Y a pesar de todo ese poder omnímodo y de ese puño de acero que aplicó en el vestuario, años después sus jugadores seguían buscándole como quien visita a un oráculo. Querían un abrazo, un consejo, una opinión, una mirada. Querían ver qué les contaba el fútbol encarnado. Ya habrán escuchado a Stoichkov llorar. Ya saben los incendios que creó Cruyff en la cabeza de Guardiola. Fue un difícil padre carnal, pero crió docenas de hijos: los que sabían que él les enseñaría un camino y ejercería de paciente Sumo Sacerdote.

“Salid y disfrutad”. Tal vez la frase.
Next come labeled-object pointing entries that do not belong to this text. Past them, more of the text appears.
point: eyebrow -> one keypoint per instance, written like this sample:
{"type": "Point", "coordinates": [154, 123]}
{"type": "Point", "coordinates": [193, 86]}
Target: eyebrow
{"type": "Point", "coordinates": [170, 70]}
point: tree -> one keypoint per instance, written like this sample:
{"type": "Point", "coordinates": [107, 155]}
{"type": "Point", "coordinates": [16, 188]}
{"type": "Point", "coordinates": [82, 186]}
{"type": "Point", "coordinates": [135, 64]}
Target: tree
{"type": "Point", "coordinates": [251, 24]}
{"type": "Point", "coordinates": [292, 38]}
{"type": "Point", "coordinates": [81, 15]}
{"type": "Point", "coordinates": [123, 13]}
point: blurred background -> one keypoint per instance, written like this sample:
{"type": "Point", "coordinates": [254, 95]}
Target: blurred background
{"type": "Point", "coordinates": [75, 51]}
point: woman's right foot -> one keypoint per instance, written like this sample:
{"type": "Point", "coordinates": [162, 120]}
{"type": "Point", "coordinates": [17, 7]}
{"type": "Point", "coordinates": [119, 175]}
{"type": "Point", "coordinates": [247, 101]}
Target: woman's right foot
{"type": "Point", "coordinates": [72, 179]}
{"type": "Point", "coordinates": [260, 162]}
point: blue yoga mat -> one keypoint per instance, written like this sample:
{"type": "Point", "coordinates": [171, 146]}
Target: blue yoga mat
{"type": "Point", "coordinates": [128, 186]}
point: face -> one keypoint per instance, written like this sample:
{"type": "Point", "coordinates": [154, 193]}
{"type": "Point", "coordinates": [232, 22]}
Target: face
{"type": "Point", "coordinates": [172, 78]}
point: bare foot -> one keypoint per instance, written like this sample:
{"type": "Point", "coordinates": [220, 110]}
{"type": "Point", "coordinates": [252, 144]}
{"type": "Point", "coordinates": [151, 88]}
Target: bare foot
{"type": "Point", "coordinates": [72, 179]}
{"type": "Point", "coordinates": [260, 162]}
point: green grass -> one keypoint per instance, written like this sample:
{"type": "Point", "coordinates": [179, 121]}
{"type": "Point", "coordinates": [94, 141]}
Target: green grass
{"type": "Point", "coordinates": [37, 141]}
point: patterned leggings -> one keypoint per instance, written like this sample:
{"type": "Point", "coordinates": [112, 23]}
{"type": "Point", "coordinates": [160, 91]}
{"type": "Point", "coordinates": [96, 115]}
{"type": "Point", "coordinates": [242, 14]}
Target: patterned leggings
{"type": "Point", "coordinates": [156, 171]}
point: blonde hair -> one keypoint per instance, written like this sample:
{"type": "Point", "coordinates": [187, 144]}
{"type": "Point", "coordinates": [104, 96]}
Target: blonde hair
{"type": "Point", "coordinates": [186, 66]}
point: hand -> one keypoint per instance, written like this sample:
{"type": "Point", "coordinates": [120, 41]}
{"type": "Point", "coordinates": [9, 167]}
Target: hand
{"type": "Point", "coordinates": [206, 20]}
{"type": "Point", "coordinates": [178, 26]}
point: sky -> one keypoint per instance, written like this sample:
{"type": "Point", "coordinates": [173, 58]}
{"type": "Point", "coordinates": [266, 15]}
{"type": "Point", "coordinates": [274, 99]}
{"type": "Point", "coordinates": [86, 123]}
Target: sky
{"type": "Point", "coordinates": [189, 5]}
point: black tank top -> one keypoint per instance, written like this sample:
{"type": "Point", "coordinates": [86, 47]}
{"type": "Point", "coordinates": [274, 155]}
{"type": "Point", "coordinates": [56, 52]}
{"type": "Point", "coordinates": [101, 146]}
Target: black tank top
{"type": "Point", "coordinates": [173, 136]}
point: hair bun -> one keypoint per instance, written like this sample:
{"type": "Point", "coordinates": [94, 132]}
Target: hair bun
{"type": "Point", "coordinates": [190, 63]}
Tuvo que ser él, tuvo que ser la noche en que supimos que la profecía podría cumplirse, que podíamos ser el pueblo elegido.

En este 24 de marzo de 2016 negro, negrísimo, se ha hablado mucho de los seguidores que deja, de sus discípulos, de su Obra, de un club que tiene la fórmula y tiene el mapa. Se ha hablado de Legado y de cosas hermosas. Pero el vacío, para los que aman este juego y vibran con el Barça, es inmenso. Se ha ido el Profeta del Fútbol, el que mejor lo descifró. Nos queda sólo un consuelo: ahí donde haya un niño delgado y solitario baqueteando una pelota y rumiando un túnel, ahí habrá un cruyffista.